Ordre monastique issu de la réforme bénédictine et tirant son nom de l'abbaye fondée en 1098 à Cîteaux, en Bourgogne, les cisterciens (aussi appelés moines blancs) fondèrent leur doctrine sur une conception renouvelée de la pauvreté chrétienne, obligeant le moine à fuir dans la solitude pour y vivre, dans un strict dénuement, du travail manuel (Monachisme). Le nouvel ordre marquait ainsi nettement ses distances par rapport à la puissance et à la richesse déployées par Cluny. La législation de l'ordre, fondée sur la règle bénédictine (Bénédictins), fut élaborée dans la première moitié du XIIe s. (Charta caritatis). Les monastères étaient liés entre eux par des relations de dépendance, chaque abbaye étant fille de l'abbaye-mère qui l'avait fondée et dont l'abbé-père la visitait chaque année. La constitution de l'ordre fut complétée par le chapitre général, qui réunissait annuellement à Cîteaux, sur un pied d'égalité, tous les abbés.

L'ordre connut une rapide expansion due notamment à l'activité de Bernard de Clairvaux.
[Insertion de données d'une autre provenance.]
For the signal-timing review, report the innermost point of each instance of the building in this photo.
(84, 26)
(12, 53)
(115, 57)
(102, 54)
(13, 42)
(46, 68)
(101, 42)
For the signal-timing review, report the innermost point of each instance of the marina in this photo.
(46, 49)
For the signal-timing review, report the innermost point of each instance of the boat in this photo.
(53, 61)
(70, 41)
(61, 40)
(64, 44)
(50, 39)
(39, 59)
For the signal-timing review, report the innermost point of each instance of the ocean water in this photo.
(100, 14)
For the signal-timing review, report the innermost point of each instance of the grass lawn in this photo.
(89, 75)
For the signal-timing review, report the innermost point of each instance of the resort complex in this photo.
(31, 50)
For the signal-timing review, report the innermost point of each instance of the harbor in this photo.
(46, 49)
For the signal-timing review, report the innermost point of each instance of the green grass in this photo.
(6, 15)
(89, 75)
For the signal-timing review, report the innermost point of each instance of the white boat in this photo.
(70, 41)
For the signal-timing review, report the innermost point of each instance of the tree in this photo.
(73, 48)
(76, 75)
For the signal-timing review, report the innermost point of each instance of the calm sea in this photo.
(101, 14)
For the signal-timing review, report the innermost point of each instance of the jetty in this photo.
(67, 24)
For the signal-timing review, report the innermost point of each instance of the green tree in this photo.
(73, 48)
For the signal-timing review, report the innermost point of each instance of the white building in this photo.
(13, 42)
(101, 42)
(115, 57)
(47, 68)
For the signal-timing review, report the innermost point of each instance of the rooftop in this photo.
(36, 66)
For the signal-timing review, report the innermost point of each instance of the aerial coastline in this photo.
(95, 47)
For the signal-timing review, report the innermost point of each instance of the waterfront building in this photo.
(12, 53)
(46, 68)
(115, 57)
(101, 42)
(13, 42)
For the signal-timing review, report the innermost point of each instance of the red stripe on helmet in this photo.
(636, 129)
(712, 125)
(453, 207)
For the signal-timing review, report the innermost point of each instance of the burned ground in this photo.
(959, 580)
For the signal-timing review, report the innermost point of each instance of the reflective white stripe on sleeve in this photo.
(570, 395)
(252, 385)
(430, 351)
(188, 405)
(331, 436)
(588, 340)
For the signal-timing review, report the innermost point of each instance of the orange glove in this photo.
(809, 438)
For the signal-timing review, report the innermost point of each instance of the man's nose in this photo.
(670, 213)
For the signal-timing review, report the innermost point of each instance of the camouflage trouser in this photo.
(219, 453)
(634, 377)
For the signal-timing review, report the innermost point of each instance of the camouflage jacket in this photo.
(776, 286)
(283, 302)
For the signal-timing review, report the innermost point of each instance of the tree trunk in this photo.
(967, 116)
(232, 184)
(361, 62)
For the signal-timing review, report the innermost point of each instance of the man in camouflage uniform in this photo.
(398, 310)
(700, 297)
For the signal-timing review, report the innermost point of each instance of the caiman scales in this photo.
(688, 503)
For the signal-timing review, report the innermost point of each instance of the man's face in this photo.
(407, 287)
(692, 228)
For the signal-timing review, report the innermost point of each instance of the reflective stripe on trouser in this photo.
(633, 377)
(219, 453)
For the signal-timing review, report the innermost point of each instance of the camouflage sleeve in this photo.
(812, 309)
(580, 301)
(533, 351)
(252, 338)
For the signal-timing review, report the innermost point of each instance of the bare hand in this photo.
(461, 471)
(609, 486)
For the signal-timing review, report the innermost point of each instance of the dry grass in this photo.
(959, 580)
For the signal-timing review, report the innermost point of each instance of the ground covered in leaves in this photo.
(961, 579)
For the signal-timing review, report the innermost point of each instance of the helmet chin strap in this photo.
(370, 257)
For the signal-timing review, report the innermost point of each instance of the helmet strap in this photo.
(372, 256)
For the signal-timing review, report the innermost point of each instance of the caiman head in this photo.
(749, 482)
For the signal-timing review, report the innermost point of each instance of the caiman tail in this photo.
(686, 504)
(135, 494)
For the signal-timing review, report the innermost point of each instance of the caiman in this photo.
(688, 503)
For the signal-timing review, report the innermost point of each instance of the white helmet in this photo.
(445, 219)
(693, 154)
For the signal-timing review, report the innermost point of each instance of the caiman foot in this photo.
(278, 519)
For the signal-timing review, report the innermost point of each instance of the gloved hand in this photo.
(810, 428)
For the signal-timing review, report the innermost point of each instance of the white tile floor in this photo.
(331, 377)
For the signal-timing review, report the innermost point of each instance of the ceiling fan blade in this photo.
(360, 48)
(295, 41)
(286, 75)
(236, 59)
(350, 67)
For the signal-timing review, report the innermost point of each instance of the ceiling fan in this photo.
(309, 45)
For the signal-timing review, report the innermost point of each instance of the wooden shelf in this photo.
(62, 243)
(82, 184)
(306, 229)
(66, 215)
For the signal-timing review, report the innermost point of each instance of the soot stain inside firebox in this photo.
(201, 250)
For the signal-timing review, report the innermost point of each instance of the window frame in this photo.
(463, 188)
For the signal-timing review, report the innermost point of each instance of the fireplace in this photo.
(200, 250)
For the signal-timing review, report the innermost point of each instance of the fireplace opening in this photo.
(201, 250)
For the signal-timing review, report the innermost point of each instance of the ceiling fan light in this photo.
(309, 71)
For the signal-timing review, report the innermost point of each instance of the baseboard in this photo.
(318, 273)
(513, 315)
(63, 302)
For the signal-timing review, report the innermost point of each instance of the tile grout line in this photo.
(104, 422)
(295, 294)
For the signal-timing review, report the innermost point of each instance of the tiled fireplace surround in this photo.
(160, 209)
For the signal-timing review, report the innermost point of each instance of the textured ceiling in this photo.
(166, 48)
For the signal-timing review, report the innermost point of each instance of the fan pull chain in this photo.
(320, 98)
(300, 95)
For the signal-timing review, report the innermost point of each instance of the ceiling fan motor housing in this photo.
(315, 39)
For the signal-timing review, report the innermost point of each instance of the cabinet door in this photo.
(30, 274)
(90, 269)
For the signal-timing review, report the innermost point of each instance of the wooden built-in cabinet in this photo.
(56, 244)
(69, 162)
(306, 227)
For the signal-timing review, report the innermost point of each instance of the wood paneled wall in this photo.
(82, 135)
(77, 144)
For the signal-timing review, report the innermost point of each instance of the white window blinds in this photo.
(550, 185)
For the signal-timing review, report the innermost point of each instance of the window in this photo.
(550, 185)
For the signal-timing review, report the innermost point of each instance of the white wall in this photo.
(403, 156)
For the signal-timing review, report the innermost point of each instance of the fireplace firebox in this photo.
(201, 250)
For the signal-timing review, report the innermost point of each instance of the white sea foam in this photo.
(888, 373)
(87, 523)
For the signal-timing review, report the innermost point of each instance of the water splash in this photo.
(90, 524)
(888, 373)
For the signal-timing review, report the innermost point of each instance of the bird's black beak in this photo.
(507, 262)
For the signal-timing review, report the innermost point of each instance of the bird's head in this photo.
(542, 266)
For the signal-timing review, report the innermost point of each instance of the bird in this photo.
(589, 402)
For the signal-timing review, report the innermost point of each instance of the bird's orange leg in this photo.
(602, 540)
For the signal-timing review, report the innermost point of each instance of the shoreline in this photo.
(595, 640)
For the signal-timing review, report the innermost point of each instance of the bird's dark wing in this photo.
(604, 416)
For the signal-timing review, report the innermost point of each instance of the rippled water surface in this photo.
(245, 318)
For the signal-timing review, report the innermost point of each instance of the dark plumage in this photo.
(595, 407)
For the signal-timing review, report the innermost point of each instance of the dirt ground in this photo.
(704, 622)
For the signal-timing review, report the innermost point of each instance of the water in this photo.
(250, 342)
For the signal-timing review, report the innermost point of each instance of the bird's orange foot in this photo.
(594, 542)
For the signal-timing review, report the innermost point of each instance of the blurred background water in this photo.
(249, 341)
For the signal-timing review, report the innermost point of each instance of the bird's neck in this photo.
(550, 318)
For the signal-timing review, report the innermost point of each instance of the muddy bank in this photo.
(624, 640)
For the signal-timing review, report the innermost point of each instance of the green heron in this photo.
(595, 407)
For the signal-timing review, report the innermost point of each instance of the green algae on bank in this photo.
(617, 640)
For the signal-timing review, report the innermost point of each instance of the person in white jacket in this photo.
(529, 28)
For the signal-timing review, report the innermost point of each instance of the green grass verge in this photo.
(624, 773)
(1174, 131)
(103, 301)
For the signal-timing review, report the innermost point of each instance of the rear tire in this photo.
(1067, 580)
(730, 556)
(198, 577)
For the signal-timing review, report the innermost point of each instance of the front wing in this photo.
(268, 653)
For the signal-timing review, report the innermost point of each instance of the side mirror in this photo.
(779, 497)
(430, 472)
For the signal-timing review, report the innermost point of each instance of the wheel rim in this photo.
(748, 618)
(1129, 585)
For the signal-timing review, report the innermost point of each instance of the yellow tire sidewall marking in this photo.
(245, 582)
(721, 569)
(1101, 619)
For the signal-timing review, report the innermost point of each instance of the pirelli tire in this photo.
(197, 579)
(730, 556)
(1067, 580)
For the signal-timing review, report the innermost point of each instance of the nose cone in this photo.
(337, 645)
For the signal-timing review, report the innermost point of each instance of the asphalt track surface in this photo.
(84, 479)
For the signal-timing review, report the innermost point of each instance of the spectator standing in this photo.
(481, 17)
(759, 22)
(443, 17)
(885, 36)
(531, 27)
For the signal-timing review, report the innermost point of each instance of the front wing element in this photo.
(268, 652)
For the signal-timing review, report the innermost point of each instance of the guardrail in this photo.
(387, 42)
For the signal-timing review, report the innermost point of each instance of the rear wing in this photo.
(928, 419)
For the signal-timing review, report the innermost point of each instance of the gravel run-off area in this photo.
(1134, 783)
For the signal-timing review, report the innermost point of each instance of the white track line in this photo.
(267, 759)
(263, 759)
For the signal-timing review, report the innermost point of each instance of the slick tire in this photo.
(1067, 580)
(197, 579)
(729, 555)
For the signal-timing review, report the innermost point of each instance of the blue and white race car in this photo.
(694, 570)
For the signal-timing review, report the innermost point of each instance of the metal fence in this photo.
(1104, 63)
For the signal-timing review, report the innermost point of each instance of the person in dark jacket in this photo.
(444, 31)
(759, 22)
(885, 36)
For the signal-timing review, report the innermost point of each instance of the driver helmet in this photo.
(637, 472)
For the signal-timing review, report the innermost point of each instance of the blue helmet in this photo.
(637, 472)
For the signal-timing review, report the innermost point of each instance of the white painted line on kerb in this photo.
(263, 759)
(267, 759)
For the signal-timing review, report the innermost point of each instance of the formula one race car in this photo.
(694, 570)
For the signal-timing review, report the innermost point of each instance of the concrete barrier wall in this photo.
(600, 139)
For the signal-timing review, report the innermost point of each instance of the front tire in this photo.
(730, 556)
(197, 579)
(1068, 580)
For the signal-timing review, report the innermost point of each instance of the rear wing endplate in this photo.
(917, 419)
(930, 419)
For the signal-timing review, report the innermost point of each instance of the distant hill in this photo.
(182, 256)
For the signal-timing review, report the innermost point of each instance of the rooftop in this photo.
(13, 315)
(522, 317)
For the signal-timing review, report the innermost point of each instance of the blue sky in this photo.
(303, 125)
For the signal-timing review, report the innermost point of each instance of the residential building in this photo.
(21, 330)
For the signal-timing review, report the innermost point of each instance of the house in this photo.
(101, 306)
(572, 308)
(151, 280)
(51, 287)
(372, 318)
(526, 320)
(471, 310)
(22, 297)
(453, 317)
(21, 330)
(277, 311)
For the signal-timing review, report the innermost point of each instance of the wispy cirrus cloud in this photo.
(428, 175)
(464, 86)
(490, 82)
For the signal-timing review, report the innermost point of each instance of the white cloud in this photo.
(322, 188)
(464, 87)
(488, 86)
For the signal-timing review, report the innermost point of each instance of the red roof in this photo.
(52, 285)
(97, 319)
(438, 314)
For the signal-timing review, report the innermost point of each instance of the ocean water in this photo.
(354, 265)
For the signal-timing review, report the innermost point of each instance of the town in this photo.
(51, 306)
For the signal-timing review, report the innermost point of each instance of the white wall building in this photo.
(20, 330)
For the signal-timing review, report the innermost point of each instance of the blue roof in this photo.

C'est probablement sous son influence que des nobles et des évêques fondèrent, très tôt déjà, des abbayes dans la partie bourguignonne de la Suisse: Bonmont (1110-1120), Montheron (1126-1134), Hauterive (1132-1137), Frienisberg (1131-1138) et Hautcrêt (1134-1143). En Suisse alémanique, au-delà de l'Aar, le mouvement s'amorça un peu plus tardivement, avec la fondation des monastères de Kappel (1185), Saint-Urbain (1194) et Wettingen (1227).

Le couvent de Saint-Urbain, fondé en 1194 est représenté ici dans un tableau anonyme de 1676, avant les transformations de l'époque baroque (Denkmalpflege und Archäologie des Kantons Luzern).
Le couvent de Saint-Urbain, fondé en 1194 est représenté ici dans un tableau anonyme de 1676, avant les transformations de l'époque baroque (Denkmalpflege und Archäologie des Kantons Luzern).

L'expression féminine du mouvement religieux du début du deuxième millénaire atteignit aussi les cisterciens. Au XIIe s., les couvents féminins n'étaient généralement pas compris dans la juridiction de l'ordre. Cette réserve à l'égard des femmes était due autant à des facteurs économiques qu'à une misogynie de principe qui s'assouplit cependant au cours du XIIIe s. sous la pression du mouvement religieux féminin, de la concurrence des ordres mendiants et d'une vague de fondations de couvents de femmes. Les premiers créés, Olsberg (1234-1235), Frauenthal (1240-1245), Magdenau (1244-1250), Rathausen (1245-1261), Fraubrunnen (1246-1250) et Tänikon (1249-1266), furent suivis de nombreux autres entre la seconde moitié du XIIIe et le milieu du XVe s. Placés sous l'autorité d'un abbé-père, ils étaient soumis à une clôture stricte et devaient sur le plan économique se contenter d'une autonomie partielle.

La croissance économique générale profita aux abbayes cisterciennes, qui créèrent un système d'exploitation rurale particulier où chaque établissement comprenait jusqu'à une quinzaine de granges tenues notamment par des fils de paysans possédant le statut de frères convers. Ces exploitations, de vaste étendue et adaptées à la situation géographique - agriculture sur le Plateau, vignobles aux bords des lacs, élevage dans l'espace préalpin - recouraient à des méthodes modernes. Les excédents, les produits de l'agriculture et de l'artisanat étaient vendus dans les foires urbaines. Les cisterciens pratiquaient également le commerce (sel, vin) et le crédit.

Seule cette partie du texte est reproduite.